We walked up out onto Fulton Street and a short distance to the site. An opaque wooden fence concealed the site from view and approach. Though it was just past midnight, there were quite a few people in the area. On the site itself we could see the iron workers in the distance finishing up their welding for the night. The lumbering trucks did not cease moving the mountain of debris that remained of the World Trade Center and once in a while a gate in the wooden fence opened and out rolled a truck.
From a distance I could see the crude natural memorial of the terrible disaster: the piece left of the above-ground skeleton of the towers that I had heard New Yorkers call “the potato chip.” It didn’t look anything like a potato chip to me; it was two hundred feet tall and looked like the ruin of a holy place, stately and dignified, ruined and demeaned.
It reached out of the ruins and up towards the sky like a sign of both the horrific destruction and the heroic aftermath of inspiration and courage. It embodied both ruin and reach.
I was drawn to get a clearer look at this beautiful terrible remnant. We walked 360 degrees around the site, and on the west side, facing New Jersey, we stopped in front of one of the spontaneous shrines that appeared all around what once was the twin towers of the World Trade Center.
There was an old man kneeling in front of this particular shrine, reading the notes and pictures and stories that made up the altar on the wooden fence. We stood there next to him for a while, all of us reading the stories given in pictures and words, prayers from children to their parents, letters from parents to their children, lovers to lovers, friend to friend, each story an entire world.
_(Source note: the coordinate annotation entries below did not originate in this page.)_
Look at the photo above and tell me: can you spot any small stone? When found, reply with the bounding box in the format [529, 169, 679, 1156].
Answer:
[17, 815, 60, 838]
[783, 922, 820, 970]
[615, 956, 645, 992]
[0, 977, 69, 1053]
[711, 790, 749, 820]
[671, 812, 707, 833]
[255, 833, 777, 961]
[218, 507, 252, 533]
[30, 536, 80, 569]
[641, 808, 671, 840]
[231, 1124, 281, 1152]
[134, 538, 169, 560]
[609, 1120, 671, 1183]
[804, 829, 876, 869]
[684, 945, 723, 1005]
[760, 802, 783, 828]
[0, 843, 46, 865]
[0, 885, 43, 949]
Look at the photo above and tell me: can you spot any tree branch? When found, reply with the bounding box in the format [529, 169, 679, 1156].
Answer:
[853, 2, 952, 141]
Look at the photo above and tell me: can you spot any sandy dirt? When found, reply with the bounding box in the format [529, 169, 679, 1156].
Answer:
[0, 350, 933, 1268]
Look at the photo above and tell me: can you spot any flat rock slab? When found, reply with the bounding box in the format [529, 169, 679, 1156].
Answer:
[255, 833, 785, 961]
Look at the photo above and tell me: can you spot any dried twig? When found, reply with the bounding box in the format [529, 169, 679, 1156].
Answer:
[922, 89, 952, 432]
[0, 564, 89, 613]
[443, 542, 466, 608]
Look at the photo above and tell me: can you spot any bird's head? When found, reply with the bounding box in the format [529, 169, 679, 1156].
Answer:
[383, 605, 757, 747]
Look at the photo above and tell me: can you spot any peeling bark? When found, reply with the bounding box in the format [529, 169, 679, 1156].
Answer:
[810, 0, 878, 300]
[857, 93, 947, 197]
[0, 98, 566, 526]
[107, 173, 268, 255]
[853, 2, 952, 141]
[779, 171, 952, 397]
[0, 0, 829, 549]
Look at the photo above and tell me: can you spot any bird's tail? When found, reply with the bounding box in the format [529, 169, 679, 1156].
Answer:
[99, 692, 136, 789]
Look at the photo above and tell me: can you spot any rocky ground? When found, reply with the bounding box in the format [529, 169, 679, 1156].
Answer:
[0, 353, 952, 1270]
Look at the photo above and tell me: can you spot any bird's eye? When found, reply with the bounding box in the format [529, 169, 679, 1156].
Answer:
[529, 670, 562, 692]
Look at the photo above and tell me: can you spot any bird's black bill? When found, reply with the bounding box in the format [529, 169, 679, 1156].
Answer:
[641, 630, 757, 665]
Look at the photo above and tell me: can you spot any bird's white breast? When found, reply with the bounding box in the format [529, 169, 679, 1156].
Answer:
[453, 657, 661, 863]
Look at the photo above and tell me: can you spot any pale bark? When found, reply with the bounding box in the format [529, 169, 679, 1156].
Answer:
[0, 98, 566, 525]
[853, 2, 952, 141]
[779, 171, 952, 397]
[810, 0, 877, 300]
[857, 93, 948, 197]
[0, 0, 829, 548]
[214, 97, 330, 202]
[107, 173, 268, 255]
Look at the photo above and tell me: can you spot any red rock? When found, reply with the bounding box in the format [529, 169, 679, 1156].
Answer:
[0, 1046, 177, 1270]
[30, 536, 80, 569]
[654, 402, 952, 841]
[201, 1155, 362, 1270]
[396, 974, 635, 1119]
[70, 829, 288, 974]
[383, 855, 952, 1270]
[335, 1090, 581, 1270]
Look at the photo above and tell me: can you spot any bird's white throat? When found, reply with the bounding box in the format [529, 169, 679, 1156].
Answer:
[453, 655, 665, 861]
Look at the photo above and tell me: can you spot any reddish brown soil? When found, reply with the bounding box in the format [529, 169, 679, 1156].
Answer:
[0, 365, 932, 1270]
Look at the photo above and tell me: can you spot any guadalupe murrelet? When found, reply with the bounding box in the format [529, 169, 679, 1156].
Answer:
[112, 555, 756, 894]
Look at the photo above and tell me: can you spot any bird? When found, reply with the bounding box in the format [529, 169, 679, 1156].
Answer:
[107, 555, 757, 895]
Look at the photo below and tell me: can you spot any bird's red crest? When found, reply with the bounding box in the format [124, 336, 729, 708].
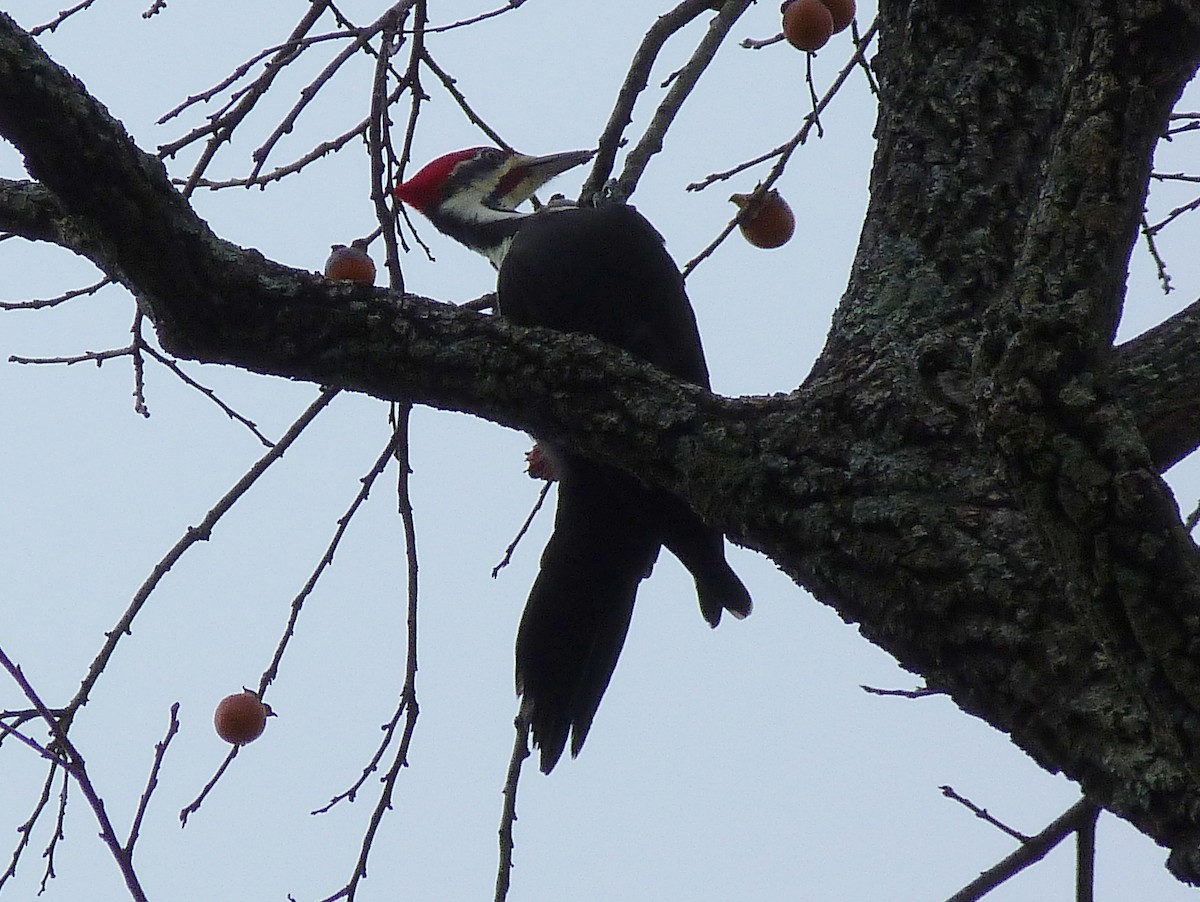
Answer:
[396, 148, 484, 212]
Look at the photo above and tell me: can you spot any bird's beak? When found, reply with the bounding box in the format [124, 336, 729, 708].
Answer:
[500, 150, 595, 208]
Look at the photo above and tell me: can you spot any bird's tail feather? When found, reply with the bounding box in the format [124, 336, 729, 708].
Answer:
[516, 467, 659, 774]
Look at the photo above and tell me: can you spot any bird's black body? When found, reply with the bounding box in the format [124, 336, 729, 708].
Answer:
[397, 149, 750, 772]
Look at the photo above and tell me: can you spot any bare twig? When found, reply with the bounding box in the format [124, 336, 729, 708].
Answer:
[143, 344, 275, 447]
[258, 410, 404, 698]
[425, 0, 526, 34]
[1141, 214, 1174, 294]
[0, 276, 113, 309]
[494, 702, 529, 902]
[29, 0, 96, 37]
[683, 19, 878, 277]
[179, 745, 241, 826]
[0, 649, 146, 902]
[580, 0, 729, 203]
[322, 403, 424, 902]
[62, 389, 337, 732]
[859, 686, 946, 698]
[125, 702, 179, 861]
[947, 799, 1098, 902]
[492, 481, 552, 579]
[940, 786, 1030, 842]
[0, 763, 57, 890]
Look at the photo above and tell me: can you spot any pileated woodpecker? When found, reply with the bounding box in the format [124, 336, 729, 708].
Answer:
[396, 148, 750, 774]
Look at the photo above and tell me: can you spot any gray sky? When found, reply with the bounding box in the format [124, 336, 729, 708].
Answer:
[0, 0, 1200, 902]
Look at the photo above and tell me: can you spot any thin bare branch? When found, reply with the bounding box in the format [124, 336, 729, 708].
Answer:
[0, 649, 146, 902]
[947, 799, 1098, 902]
[125, 702, 179, 861]
[494, 705, 530, 902]
[580, 0, 710, 202]
[940, 786, 1030, 842]
[0, 276, 113, 309]
[62, 390, 338, 732]
[683, 19, 878, 278]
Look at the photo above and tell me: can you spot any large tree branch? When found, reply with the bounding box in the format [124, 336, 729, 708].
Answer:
[1112, 301, 1200, 473]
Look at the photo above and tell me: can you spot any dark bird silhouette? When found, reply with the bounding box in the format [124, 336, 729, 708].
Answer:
[396, 148, 751, 774]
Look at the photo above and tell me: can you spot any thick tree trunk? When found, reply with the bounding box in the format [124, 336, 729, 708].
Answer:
[0, 0, 1200, 882]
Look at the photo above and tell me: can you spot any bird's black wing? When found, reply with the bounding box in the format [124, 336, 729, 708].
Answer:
[498, 204, 708, 389]
[497, 199, 750, 772]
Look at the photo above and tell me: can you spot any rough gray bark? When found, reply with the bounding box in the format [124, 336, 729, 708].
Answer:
[0, 0, 1200, 883]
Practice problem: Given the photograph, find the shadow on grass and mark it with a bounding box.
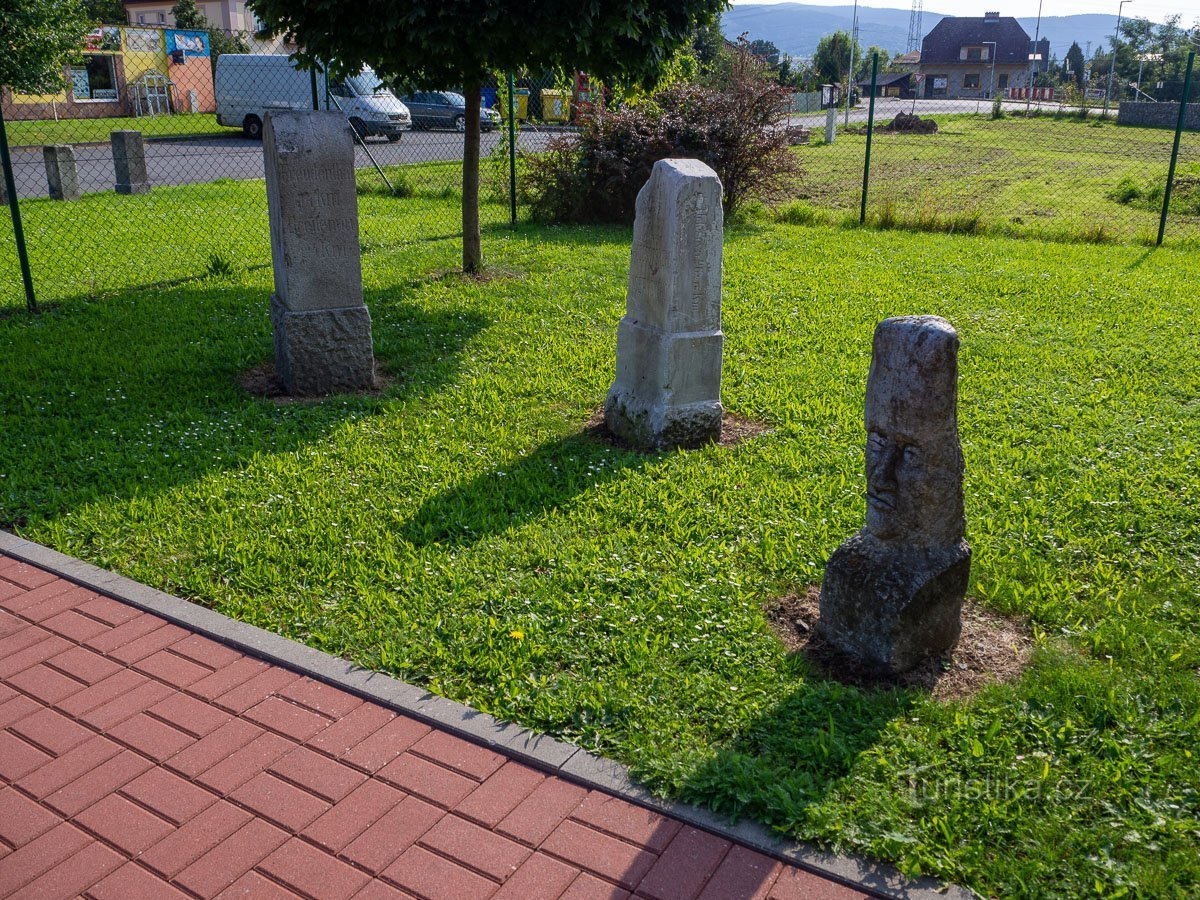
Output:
[0,281,487,529]
[403,430,654,546]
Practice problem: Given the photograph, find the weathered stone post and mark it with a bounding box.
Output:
[263,110,374,396]
[42,144,83,200]
[605,160,725,450]
[820,316,971,674]
[112,131,150,193]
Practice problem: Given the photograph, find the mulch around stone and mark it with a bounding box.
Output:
[767,584,1033,701]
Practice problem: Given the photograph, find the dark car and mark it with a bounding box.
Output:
[403,91,500,131]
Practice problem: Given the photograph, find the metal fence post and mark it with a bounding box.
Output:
[1154,50,1196,247]
[858,53,880,224]
[0,100,37,312]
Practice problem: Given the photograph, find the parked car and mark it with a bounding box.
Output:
[214,53,413,140]
[403,91,500,131]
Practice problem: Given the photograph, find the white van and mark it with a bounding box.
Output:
[214,53,413,140]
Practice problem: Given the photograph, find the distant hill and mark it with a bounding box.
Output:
[721,2,1132,59]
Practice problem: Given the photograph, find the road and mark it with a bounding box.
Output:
[5,130,552,198]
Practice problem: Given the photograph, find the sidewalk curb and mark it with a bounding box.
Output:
[0,530,977,900]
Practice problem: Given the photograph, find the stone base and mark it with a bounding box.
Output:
[271,295,374,397]
[818,530,971,674]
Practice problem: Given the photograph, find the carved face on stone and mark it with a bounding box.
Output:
[866,316,966,546]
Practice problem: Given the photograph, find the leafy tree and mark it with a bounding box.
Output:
[0,0,89,94]
[250,0,726,272]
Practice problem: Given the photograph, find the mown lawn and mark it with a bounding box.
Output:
[797,112,1200,248]
[0,188,1200,898]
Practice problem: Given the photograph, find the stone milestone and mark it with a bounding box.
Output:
[263,110,374,396]
[820,316,971,674]
[112,131,150,193]
[42,144,83,200]
[605,160,725,450]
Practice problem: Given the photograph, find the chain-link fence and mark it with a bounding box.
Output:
[0,25,588,308]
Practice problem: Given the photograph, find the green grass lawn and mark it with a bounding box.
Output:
[5,113,234,148]
[0,186,1200,898]
[797,112,1200,247]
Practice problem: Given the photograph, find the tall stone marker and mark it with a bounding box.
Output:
[263,110,374,396]
[42,144,83,200]
[820,316,971,674]
[605,160,725,450]
[112,131,150,193]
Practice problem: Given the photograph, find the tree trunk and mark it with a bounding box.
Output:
[462,82,484,275]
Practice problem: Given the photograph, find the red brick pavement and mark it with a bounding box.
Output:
[0,556,864,900]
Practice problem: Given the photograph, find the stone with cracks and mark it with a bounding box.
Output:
[820,316,971,674]
[605,160,725,450]
[263,110,374,396]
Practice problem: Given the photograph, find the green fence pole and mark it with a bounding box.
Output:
[0,100,37,312]
[1154,50,1196,247]
[858,53,880,224]
[509,72,517,228]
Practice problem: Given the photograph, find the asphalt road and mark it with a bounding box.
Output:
[12,130,552,197]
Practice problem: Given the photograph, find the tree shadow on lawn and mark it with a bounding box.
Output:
[0,281,487,529]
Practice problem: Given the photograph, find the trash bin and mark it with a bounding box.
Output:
[541,90,571,122]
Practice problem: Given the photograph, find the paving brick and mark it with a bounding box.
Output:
[492,853,580,900]
[8,662,86,704]
[79,595,142,625]
[194,732,295,794]
[278,678,362,719]
[187,656,266,713]
[410,731,504,781]
[167,719,263,778]
[148,692,232,738]
[342,715,430,774]
[0,822,91,896]
[637,826,732,900]
[108,622,187,666]
[454,762,546,828]
[76,676,172,731]
[341,797,445,872]
[245,697,330,740]
[17,736,121,800]
[0,631,71,678]
[142,800,253,878]
[306,703,396,768]
[175,818,288,896]
[496,778,588,847]
[384,847,496,900]
[0,731,53,784]
[0,787,62,848]
[134,650,212,689]
[700,846,784,900]
[210,662,300,713]
[420,816,529,882]
[88,863,187,900]
[47,647,121,685]
[84,612,167,655]
[541,820,658,890]
[169,634,241,668]
[121,766,217,826]
[258,838,368,900]
[304,779,404,862]
[378,754,478,809]
[74,794,175,857]
[8,709,92,756]
[43,750,150,816]
[571,791,679,853]
[13,842,125,900]
[229,772,330,834]
[106,713,196,762]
It was then, that moment, in front of one of many spontaneous shrines that decorated the fence, that the tragedy of the World Trade Center ceased to be theoretical for me. I felt the weight of thousands of broken worlds times the number of intimates who do not forget, a circle of multiple thousands sitting in a circle around God.
Suddenly next to the shrine where we stood opened a section of the wooden fence, and out rolled one of the trucks laden with debris from the site. The gates remained open and we were granted one of the few clear visions into the Ground Zero site. We were all standing now, looking past the shrine, the stories, the pictures, the prayers, into the site of the ruins of the World Trade Center, Ground Zero, watching the dump trucks lumbering out loaded with debris. We sat in silence watching for ten minutes, then the old man said, “so began the age of fear.”
We continued to circle the site walking around it, from every angle entranced by the monument both heroic and horrific that loomed over us, reflecting the stadium lights that shined after dark, the truest symbol I had seen of the now altered sense of the world, the Age of Fear, a remnant in metal of what it felt like in the aftermath of disaster.
There was still a good number of people walking with us. No one was sightseeing. I felt like we were all on a holy pilgrimage, praying with our feet, circling the ruin that rose in the distance, the last remnant of the skeleton, a totem in the massive graveyard that the World Trade Center had become. It stuck in the site like a tombstone, a monument inspiring in me not vengeance, but awe, respect, quietude, determination, endurance, and hope.
It was close to three AM by the time we headed back. We had spent three hours in walking meditation, the smell that everyone talked about in the air. What was that smell? Was it acrid, was it sweet, was it something burning, but burning sweetly, a mix of Levitical incense? Was it the kabbalah of ruin and redemption, descent and ascent, the grotesque and the beautiful bound up, interpenetrated, the unholy and the holy, symbolized by the cathedral that had risen out of the ruins where there once was a building?
Addendum, September 11, 2016
I recall these feelings of mourning fifteen years later. I am familiar with the quality of brokenness when what is released from the ruins of the heart is something quiet and beautiful, strong and sure, the deep knowledge of both impermanence and permanence, to be drawn to the core and know that something good there endures.